Throughout the score, individual thematic ideas tend to get laid out against often detailed, and at times highly-chromatic, accompaniments. The cadences into rich harmonic conclusions make these moments highly satisfying listening experiences and even here a beautiful flute idea helps transition into yet another segment of epic music. As the score progresses, things tend to become more diffuse with individual sounds, richly recorded, stating thematic threads against various percussion sounds or ambient ideas that create a rather unsettling feel, for example in "The Culling" and "Totems of the Grizzlemaw". This perfectly offsets the larger orchestrally-conceived segments of the score and lends variety to the score as a listening experience.

This digital release features a number of exclusives that replaced other tracks on the physical counterpart. This time listeners receive "Path of the Lifewarden", "Shadow Web Caverns", and "Obsidian Sanctum", which are somewhat longer than the removed tracks, allowing the digital release to exceed the 80 minutes mark. As for the tracks themselves, "Shadow Web Caverns" doesn't provide much different from the other dark ambient pieces on the soundtrack. "Path of the Lifewarden" offers a more interesting but somewhat superficial soundscape, with whistling sounds protruding against the sound effects of falling rain. The most wholesome of the exclusive additions is "Obsidian Sanctum", a multi-tiered orchestral epic that captures a particularly chilling area in the game, whereas the rest are superfluous.

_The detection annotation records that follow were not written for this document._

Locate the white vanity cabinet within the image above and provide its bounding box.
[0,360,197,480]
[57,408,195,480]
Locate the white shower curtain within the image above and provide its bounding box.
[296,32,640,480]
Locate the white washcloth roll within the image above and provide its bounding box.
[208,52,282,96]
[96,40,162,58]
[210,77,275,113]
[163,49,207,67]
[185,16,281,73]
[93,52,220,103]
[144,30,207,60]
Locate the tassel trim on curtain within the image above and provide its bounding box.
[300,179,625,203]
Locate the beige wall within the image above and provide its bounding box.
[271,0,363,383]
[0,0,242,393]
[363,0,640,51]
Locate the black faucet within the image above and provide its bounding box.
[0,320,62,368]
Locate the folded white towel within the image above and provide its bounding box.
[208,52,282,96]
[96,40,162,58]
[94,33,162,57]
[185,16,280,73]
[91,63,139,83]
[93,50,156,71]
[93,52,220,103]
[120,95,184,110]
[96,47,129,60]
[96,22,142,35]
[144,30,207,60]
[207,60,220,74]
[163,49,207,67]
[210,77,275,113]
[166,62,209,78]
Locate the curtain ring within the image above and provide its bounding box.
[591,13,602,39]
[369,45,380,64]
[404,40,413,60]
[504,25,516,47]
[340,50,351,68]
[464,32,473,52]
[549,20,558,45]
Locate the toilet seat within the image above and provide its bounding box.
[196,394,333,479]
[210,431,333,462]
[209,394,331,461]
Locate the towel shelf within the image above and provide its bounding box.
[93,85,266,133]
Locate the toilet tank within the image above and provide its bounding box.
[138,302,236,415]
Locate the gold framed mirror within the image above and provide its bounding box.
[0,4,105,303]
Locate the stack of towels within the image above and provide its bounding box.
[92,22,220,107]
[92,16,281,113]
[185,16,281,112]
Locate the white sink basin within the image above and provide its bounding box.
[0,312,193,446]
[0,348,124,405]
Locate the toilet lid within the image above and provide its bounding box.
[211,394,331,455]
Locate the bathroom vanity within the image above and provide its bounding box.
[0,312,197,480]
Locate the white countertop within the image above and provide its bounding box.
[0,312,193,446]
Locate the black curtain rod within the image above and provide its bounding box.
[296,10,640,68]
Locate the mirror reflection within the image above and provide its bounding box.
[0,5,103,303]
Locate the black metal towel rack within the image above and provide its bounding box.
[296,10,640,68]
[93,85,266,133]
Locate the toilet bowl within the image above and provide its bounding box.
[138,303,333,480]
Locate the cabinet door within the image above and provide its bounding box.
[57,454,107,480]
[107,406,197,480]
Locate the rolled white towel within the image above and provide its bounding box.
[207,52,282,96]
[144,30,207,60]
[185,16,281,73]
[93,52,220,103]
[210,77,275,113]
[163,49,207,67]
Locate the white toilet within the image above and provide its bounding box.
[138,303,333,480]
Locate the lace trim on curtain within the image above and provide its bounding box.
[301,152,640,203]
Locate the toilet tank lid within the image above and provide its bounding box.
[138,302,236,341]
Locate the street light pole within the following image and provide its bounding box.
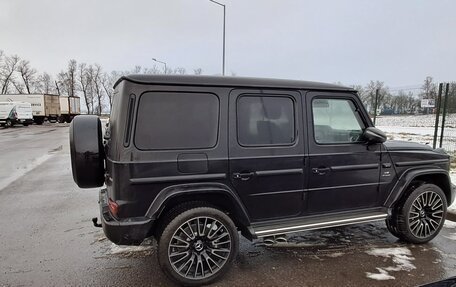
[152,58,166,74]
[209,0,226,76]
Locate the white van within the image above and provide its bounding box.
[0,102,33,127]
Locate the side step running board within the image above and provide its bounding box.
[252,212,388,238]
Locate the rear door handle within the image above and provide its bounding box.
[233,171,255,181]
[312,167,331,175]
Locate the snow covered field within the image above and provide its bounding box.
[376,114,456,213]
[376,114,456,154]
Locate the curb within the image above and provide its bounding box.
[446,211,456,222]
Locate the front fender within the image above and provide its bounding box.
[146,182,250,227]
[384,167,454,207]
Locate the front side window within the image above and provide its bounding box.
[135,92,220,150]
[237,95,295,146]
[312,98,364,144]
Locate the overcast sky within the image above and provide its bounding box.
[0,0,456,87]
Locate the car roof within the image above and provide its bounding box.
[114,75,355,92]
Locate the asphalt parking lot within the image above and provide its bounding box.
[0,124,456,286]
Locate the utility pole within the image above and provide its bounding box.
[374,89,380,126]
[209,0,226,76]
[432,83,443,148]
[439,83,450,147]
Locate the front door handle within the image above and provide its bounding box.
[312,167,331,175]
[233,172,255,181]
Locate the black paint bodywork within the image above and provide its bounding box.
[100,75,454,244]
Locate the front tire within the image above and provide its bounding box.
[158,206,239,286]
[387,184,447,244]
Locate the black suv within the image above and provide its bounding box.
[70,75,454,285]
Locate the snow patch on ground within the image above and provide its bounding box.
[366,268,396,281]
[443,233,456,240]
[109,243,152,255]
[0,154,55,190]
[366,247,416,280]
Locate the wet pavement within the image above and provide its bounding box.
[0,124,456,286]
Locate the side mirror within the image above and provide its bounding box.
[363,127,386,143]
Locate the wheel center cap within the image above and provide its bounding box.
[420,210,426,217]
[193,240,204,252]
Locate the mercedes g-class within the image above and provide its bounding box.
[70,75,454,285]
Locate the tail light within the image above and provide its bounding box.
[108,198,119,217]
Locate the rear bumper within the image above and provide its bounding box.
[99,189,154,245]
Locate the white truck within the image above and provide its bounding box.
[0,102,33,128]
[0,94,60,125]
[59,96,81,123]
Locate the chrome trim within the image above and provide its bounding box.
[130,173,226,184]
[253,213,388,238]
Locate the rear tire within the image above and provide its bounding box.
[70,115,105,188]
[387,184,447,244]
[158,206,239,286]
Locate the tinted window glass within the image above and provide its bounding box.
[135,92,219,149]
[312,99,364,143]
[237,96,295,145]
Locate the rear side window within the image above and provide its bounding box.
[134,92,220,150]
[237,96,295,146]
[312,98,364,144]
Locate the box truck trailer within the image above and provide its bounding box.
[0,94,60,125]
[59,96,81,123]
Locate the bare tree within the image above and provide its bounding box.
[57,60,78,96]
[360,81,389,114]
[0,55,20,94]
[77,63,93,114]
[93,64,103,115]
[101,71,119,111]
[421,76,437,99]
[17,60,36,94]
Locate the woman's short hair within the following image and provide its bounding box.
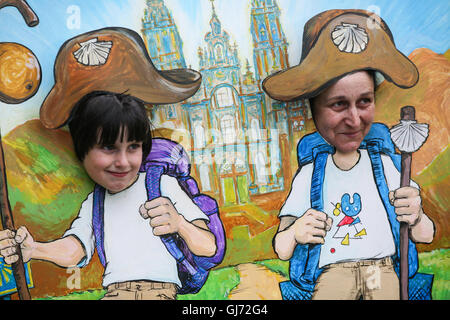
[308,70,378,115]
[67,91,152,161]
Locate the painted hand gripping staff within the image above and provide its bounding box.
[263,10,434,299]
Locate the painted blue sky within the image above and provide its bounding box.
[0,0,450,134]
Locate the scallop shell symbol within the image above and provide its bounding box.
[391,120,429,153]
[331,23,369,53]
[73,38,113,66]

Overall, the World of Warcraft: Wrath of Lich King soundtrack is a satisfying collective listen. The material tends to smoothly move from one track to the next, perhaps due to this extremely generous playing time. Anyone who hungers for expansive fantasy soundscapes and epic music making with a touch of ethnic music, often of a Celtic quality, will find much to truly enjoy throughout this amazing release. The digital exclusives will be desirable for completists, though only one is a definitive highlight. Thus, fans of the game may be better purchasing the soundtrack with the collector's edition and possibly supplementing it with the additional three tracks featured on the digital release.